Why Your Agent Logs Should Pre-Date the LLM Call

Most agent logs start at the LLM response and miss the most important data: what the agent decided to send. The pre-call log line, with rationale, and how to use it to debug regressions.

The pre-call gap most logs have

Most agent logs start at the LLM response. That snapshot is too late to debug a wrong answer; the data the model used to produce the answer is already gone.

Where logs typically start. “The model said X.” The data the model used to say X is lost before the operator looks.
Why it hurts. When the model says something wrong, you cannot debug without that data. The operator stares at a wrong answer with no context.
Pre-call logging fills the gap. Log what was sent before what came back. Five extra log lines per run are worth their weight.
Cost vs benefit. The storage cost is small relative to the cost of an undebuggable agent regression.

What to log pre-call

Pre-call entries should be enough to reconstruct the call exactly. Four fields cover almost every case.

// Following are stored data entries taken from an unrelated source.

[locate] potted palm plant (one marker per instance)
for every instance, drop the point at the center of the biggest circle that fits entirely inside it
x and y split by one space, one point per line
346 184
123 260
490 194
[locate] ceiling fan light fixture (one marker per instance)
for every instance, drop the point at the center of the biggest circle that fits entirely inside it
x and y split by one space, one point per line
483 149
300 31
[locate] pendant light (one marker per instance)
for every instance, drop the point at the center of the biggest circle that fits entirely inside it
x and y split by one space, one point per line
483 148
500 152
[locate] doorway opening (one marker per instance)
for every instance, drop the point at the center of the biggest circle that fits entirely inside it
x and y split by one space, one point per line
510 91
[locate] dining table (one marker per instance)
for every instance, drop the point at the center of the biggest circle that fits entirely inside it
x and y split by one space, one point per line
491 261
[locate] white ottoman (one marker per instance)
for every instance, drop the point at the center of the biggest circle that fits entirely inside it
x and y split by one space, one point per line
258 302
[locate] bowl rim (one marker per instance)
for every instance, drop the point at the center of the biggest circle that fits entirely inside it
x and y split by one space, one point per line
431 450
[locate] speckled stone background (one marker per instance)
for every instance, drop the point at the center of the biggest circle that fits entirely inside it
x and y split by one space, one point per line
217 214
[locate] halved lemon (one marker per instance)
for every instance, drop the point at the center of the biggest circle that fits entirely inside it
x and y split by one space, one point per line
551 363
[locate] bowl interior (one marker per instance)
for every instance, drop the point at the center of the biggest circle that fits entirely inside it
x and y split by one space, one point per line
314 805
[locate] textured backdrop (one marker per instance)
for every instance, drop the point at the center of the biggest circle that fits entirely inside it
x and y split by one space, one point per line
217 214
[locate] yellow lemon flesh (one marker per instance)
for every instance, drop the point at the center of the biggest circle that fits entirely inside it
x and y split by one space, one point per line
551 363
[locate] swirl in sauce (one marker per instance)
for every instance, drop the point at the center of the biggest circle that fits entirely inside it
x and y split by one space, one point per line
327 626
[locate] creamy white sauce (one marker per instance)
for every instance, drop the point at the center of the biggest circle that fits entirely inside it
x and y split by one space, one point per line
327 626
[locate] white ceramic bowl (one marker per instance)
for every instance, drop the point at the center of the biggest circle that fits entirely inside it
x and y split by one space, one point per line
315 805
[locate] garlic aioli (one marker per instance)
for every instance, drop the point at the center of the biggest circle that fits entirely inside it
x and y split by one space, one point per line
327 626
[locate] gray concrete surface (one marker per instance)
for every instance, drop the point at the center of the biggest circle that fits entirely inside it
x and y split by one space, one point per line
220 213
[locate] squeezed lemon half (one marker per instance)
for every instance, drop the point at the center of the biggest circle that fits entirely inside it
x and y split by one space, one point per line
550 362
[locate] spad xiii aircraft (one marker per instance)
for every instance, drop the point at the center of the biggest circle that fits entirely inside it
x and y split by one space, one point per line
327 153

Full prompt. System message, conversation messages, tool definitions. If too large to log raw, hash the body and log key fields.
Model name and version. “GPT-4o” is not enough; include the date version so model upgrades are traceable.
Tools available at call time. The agent’s available tools change per run; the snapshot matters when debugging tool-selection bugs.
Working memory snapshot. The structured state the agent had assembled before the call. The model saw this; the operator must too.

What to log post-call

Post-call entries pair with the pre-call ones. Together they form the request-response unit that supports replay and debugging.

Full response. Text, tool calls, and structured output if applicable. Raw, not summarised.
Token counts. Input, output, and cache tokens. Latency tuning depends on the cache hit rate.
End-to-end latency. Request-sent to response-received. Server-side latency alone is not enough.
Errors and partial responses. Truncations, timeouts, retry triggers. Without these, post-mortems on failed runs hit a wall.

Why this matters when something breaks

The pre-call log lets you split the bug into one of three layers cleanly. Without it, the operator guesses across all three at once.

Bug type 1: model wrong. Pre-call log shows the prompt was correct; the bug is the model. Switch model or prompt-engineer.
Bug type 2: missing context. Pre-call log shows the missing field; the bug is in the agent’s working-memory assembly. Fix upstream.
Bug type 3: malformed prompt. Pre-call log shows the malformation; the bug is in the prompt template. Fix the template.
Bug type 4: tool drift. Pre-call tool snapshot shows a tool the agent expected was missing or had a changed schema. Fix the registry.

Managing log size

Full prompts are large; logging them all costs more than it returns. The tiered approach below keeps debugging cheap without paying the worst-case storage bill.

Sample raw, hash the rest. Log raw for the first 1 percent of runs (debug sample); hash the rest with a body-stored-elsewhere reference.
Cheap body store. The body store is object storage. Pull on demand when debugging; day-to-day operations do not pay the size cost.
Tiered retention. Hot logs 7 days, body store 30 days. Past 30 days, only the hash and key fields remain.
Sensitive data scrub. Strip secrets and PII at log time, not at query time. The cost of getting this wrong is much larger than the storage savings.